Background

Hemolytic Uremic Syndrome (HUS) is a rare disorder characterized by the triad of microangiopathic hemolytic anemia, thrombocytopenia, and acute renal failure, considered within the group of thrombocytic microangiopathies [1]. The incidence of HUS is 1–2 cases per 100,000 population per year in the United States [2]. The majority of patients with typical HUS are children, and their pathophysiological entity is considered a sequel after the production of an enteropathogenic toxin, known as Shiga-like toxin (Stx) secondary to E. coli infection serotype 0157: H7.

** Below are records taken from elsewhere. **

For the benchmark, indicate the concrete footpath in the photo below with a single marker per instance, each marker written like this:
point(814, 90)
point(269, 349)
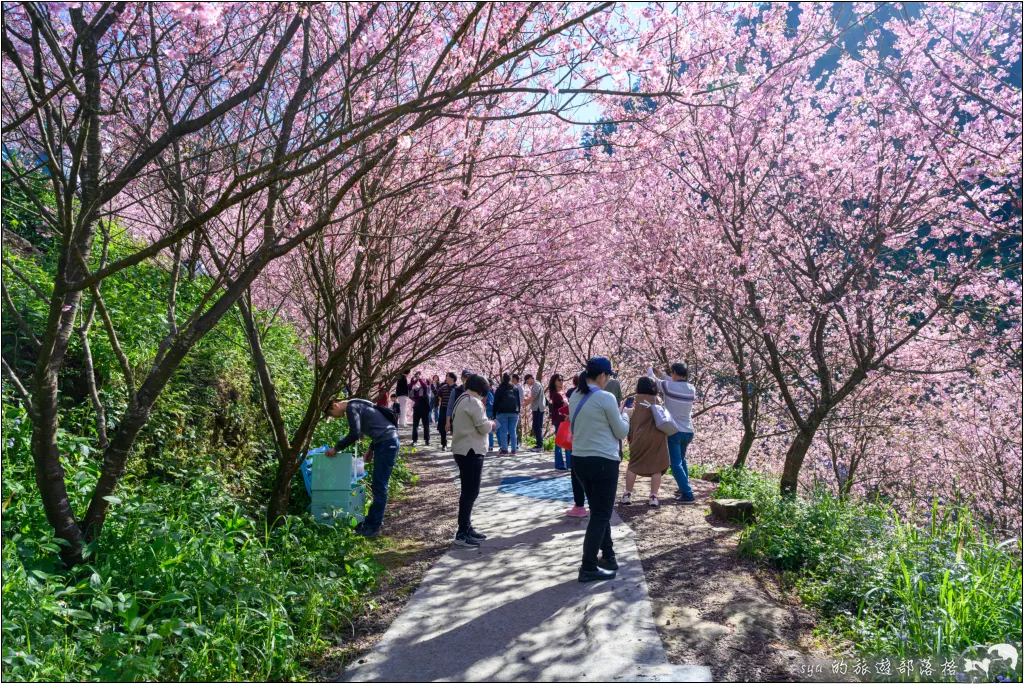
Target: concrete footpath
point(512, 610)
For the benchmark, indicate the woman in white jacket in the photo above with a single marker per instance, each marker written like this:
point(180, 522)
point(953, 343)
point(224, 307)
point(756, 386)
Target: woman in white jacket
point(470, 428)
point(597, 428)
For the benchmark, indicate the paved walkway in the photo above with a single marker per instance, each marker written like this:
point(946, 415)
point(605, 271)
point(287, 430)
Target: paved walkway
point(512, 610)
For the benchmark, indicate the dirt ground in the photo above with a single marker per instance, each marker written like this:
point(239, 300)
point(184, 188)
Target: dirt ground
point(712, 606)
point(419, 525)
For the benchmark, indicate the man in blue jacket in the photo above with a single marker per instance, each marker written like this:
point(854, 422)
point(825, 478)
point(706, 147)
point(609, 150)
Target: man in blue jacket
point(365, 419)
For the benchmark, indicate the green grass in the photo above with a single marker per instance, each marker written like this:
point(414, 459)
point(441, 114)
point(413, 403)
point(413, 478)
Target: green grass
point(184, 585)
point(932, 583)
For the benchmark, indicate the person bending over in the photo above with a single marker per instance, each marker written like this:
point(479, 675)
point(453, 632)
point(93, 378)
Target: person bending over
point(366, 421)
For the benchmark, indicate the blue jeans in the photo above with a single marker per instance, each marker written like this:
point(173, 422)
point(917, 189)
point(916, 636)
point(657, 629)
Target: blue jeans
point(506, 431)
point(385, 454)
point(559, 458)
point(677, 460)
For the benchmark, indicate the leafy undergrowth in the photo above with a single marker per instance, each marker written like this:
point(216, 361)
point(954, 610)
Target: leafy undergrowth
point(183, 585)
point(931, 584)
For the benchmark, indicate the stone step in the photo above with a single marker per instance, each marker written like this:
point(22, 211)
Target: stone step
point(732, 509)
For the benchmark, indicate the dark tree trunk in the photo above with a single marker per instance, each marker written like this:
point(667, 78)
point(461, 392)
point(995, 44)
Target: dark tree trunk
point(278, 507)
point(795, 460)
point(744, 446)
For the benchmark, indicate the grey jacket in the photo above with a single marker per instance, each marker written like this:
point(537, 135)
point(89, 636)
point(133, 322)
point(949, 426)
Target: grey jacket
point(470, 426)
point(537, 399)
point(599, 426)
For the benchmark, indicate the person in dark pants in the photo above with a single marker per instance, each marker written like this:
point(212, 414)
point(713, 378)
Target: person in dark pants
point(401, 389)
point(579, 509)
point(470, 428)
point(537, 404)
point(598, 425)
point(443, 395)
point(366, 420)
point(419, 394)
point(456, 391)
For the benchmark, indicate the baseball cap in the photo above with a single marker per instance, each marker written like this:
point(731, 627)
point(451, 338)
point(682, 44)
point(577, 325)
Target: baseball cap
point(599, 365)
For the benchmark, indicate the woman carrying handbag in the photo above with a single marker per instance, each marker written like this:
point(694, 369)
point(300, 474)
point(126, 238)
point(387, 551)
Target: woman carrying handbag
point(648, 443)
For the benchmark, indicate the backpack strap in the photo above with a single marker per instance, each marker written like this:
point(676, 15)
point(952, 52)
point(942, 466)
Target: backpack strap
point(455, 405)
point(579, 407)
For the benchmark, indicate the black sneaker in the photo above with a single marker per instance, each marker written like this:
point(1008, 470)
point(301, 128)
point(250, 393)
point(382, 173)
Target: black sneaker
point(364, 530)
point(596, 574)
point(464, 540)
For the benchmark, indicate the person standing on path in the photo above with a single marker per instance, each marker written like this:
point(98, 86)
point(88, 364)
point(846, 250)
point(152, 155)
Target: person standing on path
point(616, 391)
point(597, 426)
point(459, 389)
point(522, 404)
point(469, 425)
point(648, 445)
point(365, 420)
point(419, 394)
point(507, 407)
point(559, 409)
point(679, 396)
point(537, 403)
point(443, 395)
point(435, 388)
point(488, 405)
point(401, 389)
point(579, 509)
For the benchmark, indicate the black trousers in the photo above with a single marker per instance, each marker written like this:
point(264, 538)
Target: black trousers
point(470, 470)
point(600, 480)
point(421, 414)
point(579, 496)
point(441, 427)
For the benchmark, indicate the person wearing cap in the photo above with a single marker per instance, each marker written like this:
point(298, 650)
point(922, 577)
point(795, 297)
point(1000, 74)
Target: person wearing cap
point(537, 403)
point(507, 408)
point(598, 425)
point(401, 389)
point(459, 389)
point(679, 395)
point(469, 425)
point(366, 420)
point(419, 394)
point(443, 398)
point(488, 405)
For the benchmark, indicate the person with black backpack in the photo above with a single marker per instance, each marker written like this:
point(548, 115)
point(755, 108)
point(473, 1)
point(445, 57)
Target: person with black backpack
point(380, 424)
point(508, 402)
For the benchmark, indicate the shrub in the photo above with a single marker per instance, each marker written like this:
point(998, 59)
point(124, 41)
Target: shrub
point(926, 585)
point(182, 585)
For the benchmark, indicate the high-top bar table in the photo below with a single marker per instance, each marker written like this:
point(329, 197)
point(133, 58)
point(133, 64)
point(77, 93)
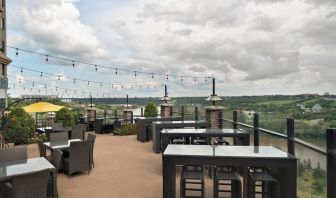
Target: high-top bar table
point(240, 137)
point(60, 144)
point(283, 165)
point(141, 122)
point(9, 169)
point(159, 125)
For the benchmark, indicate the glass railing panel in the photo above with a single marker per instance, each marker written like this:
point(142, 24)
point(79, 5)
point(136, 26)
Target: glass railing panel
point(312, 175)
point(311, 131)
point(273, 122)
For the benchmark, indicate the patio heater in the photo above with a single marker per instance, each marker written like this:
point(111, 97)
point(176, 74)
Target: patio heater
point(91, 113)
point(166, 107)
point(213, 113)
point(128, 112)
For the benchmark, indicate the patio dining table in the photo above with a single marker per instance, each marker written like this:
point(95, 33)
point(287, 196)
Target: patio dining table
point(143, 134)
point(240, 137)
point(60, 144)
point(283, 165)
point(9, 169)
point(160, 125)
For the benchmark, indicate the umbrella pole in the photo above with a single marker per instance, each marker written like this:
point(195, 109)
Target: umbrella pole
point(36, 120)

Atypical HUS (aHUS) is a distinctly different illness, and is a disorder caused by hyper-activation of the alternative complement pathway due to over-activation of C3 convertases and loss of complement regulatory mechanisms [3]. aHUS is not associated with Stx. However, it can be triggered by infections, pregnancy, or drug response [1]. It can also be secondary to a monoclonal gammopathy affecting the complement system [4], opposed to typical HUS, aHUS is a very rare syndrome with an estimated incidence of 2–7 per million individuals [5, 6]. Formerly there was no specific treatment for aHUS, but it can now be treated with Eculizumab, a monoclonal antibody that binds to the terminal complement protein C5 and halts the complement cascade.

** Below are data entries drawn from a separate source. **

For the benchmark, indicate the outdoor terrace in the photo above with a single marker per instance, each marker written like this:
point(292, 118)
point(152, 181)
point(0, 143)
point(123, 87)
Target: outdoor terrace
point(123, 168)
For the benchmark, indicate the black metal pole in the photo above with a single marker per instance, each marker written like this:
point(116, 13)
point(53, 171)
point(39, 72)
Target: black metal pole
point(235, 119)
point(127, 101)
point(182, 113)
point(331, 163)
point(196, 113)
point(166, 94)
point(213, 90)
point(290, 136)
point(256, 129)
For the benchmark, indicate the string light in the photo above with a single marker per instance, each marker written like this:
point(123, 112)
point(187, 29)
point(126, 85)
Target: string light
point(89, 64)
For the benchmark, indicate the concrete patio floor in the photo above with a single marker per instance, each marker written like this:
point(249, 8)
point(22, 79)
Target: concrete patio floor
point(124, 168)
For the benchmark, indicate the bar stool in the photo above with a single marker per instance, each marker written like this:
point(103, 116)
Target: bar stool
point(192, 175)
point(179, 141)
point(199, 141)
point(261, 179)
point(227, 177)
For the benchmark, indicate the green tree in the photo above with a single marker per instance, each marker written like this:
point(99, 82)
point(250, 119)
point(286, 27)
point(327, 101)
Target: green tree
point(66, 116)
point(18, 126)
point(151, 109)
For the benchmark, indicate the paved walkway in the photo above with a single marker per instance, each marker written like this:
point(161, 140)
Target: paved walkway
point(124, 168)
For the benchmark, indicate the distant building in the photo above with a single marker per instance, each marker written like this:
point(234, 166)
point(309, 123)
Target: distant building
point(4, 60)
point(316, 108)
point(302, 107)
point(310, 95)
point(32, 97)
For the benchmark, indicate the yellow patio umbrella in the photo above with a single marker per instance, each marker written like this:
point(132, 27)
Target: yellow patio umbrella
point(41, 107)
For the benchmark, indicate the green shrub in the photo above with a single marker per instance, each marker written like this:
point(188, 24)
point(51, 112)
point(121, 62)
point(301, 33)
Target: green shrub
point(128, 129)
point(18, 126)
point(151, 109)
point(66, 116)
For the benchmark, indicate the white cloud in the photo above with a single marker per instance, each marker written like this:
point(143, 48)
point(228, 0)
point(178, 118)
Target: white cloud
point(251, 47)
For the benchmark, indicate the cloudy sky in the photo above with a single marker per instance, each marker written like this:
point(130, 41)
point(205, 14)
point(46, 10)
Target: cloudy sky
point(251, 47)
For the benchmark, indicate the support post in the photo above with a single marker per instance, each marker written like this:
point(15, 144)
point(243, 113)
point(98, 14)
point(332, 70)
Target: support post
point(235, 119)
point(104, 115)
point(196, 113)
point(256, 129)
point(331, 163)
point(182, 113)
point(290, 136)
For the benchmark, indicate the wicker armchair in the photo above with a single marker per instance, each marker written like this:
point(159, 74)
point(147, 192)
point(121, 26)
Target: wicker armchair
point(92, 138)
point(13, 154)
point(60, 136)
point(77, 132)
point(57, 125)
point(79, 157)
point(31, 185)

Despite having different etiologies, the clinical manifestations of HUS and aHUS are similar. Systemic involvement includes end-stage renal disease (ESRD) with cardiovascular and central nervous system complications [5]. The diagnosis based on the clinical presentation can be challenging.

Ocular complications in typical HUS are very rare and have been described in 4% of pediatric cases [7, 8]. The prevalence is lower with aHUS, with only few cases reported in the literature, including Purtscher-like retinopathy [9,10,11], occlusive retinopathy [12] and hypertensive choroidopathy [13].

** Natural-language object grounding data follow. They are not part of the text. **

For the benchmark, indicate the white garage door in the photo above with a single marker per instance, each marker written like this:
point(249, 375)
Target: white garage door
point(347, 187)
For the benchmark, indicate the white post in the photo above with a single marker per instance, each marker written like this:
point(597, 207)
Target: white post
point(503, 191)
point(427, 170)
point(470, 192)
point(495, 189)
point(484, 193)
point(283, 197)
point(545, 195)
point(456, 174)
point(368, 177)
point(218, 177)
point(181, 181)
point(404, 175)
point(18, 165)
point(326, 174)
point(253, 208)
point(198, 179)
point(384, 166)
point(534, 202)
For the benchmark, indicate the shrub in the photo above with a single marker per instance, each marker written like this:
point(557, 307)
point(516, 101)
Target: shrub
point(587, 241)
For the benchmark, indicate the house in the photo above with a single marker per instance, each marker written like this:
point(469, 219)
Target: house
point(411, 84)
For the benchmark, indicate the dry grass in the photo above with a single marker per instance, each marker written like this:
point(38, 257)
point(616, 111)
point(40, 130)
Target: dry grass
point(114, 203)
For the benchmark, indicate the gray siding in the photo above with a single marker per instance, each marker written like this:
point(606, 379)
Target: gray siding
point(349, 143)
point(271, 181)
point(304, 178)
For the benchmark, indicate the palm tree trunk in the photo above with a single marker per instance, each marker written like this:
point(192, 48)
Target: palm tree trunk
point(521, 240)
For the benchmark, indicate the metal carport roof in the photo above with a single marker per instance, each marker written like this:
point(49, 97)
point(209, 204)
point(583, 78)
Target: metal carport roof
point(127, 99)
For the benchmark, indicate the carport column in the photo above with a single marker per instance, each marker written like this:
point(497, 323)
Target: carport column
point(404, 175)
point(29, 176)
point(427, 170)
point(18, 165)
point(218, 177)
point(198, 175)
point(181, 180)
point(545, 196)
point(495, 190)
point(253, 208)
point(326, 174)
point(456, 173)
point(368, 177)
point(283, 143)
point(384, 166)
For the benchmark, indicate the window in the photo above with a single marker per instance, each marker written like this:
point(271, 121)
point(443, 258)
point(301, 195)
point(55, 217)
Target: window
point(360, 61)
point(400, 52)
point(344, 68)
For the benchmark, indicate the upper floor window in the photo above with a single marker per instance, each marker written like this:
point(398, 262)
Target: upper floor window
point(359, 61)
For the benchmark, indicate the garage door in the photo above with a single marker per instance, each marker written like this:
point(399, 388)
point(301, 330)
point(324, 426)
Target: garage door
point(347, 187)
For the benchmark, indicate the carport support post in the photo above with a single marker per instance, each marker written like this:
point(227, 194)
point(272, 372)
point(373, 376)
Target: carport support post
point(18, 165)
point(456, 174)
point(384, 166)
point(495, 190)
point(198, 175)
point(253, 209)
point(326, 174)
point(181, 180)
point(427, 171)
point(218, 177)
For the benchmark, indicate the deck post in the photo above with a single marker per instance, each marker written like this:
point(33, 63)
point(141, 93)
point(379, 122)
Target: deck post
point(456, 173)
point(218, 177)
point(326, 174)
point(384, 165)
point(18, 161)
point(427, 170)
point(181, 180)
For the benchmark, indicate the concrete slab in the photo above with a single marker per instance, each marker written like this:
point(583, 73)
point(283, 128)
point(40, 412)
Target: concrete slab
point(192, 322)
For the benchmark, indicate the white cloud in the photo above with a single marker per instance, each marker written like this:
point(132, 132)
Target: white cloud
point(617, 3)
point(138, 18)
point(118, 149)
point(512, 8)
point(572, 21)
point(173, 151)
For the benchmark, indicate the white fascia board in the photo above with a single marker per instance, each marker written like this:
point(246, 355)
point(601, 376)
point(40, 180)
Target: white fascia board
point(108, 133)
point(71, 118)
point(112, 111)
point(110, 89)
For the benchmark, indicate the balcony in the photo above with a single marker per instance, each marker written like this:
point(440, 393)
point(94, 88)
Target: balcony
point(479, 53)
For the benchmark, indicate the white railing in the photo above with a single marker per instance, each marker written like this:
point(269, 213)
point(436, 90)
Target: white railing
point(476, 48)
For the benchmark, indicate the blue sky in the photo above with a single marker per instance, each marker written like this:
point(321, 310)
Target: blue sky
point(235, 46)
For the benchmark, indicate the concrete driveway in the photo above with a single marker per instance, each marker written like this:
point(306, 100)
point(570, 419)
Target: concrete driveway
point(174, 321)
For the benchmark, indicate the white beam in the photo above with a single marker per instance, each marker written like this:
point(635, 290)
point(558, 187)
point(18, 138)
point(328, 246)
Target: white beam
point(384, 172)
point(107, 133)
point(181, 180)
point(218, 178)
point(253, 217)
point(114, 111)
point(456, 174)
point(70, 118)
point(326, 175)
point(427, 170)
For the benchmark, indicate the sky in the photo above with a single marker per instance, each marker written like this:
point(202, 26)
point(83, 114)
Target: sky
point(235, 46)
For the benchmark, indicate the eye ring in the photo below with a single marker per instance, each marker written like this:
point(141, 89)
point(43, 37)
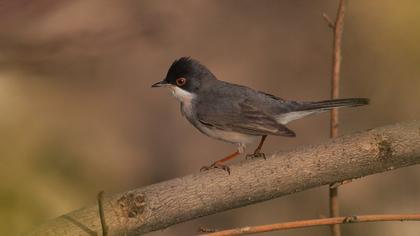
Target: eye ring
point(181, 81)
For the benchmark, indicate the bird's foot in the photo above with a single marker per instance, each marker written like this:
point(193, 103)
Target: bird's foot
point(216, 165)
point(256, 154)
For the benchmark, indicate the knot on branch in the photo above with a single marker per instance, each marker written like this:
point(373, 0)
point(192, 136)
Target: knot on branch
point(384, 147)
point(350, 219)
point(132, 204)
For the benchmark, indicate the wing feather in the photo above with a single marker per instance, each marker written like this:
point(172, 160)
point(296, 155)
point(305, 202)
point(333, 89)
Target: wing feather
point(243, 118)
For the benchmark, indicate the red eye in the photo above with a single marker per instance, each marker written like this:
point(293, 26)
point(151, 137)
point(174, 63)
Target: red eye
point(180, 81)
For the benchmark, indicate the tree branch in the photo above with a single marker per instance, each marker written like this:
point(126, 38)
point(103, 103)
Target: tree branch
point(167, 203)
point(315, 222)
point(337, 28)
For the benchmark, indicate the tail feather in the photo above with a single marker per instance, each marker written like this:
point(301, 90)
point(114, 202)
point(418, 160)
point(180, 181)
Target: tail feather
point(329, 104)
point(302, 109)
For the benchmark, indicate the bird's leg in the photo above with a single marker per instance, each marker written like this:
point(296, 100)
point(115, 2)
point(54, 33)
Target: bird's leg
point(257, 152)
point(219, 164)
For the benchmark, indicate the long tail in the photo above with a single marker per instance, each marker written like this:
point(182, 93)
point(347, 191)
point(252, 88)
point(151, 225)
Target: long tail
point(329, 104)
point(302, 109)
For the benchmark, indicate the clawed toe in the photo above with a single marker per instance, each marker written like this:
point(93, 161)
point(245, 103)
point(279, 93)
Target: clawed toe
point(216, 166)
point(256, 154)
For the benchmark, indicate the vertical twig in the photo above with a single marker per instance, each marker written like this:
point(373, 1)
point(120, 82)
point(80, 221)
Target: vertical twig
point(337, 27)
point(102, 214)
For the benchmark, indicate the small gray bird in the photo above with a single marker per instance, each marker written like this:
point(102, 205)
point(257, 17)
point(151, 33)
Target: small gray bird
point(235, 113)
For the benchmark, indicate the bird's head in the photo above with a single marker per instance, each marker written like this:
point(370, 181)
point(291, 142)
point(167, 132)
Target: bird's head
point(185, 77)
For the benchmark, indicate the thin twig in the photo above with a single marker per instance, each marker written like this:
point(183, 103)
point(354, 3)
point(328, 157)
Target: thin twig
point(102, 214)
point(335, 82)
point(315, 222)
point(328, 20)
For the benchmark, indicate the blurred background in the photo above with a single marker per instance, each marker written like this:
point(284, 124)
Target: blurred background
point(77, 114)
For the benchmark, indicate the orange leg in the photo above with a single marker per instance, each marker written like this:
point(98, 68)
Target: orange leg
point(219, 164)
point(257, 152)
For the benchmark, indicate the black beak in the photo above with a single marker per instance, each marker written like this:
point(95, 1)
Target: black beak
point(162, 83)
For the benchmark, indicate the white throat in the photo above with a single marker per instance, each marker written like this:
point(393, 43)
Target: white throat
point(184, 97)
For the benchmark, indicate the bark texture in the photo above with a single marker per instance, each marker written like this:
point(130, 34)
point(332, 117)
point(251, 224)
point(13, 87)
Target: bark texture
point(160, 205)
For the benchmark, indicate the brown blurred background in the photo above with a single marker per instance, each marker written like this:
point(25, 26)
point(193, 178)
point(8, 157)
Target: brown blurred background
point(78, 114)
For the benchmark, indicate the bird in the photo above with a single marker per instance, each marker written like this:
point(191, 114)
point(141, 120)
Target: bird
point(235, 113)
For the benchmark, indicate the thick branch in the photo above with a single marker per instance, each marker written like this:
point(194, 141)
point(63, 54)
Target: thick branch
point(164, 204)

Here, we report an adult patient who suffered from acute onset of paracentral scotoma, caused by BRAO, as a leading symptom of aHUS.

Case presentation

A 39-year-old healthy male was evaluated for new onset of headache and dizziness. At initial presentation, blood pressure was elevated (170/100 mmHg), lab tests showed mild normocytic normochromic anemia (Hb 12.9 mg/dL), and mildly elevated creatinine (1.58 mg/dL). Causes for primary hypertension including renovascular hypertension were ruled out. Work-up for viral (HIV, VZV, HSV, HBV, HCV), and autoimmune etiologies (ANA, APLA, c-ANCA, p-ANCA, ACE, cardiolipin, beta2glycoprotein and anti-GBM) was negative. Transthoracic echocardiogram and brain MRI were normal. The patient was diagnosed with essential hypertension and mild hypertensive renal impairment and was started on amlodipine 10 mg per day.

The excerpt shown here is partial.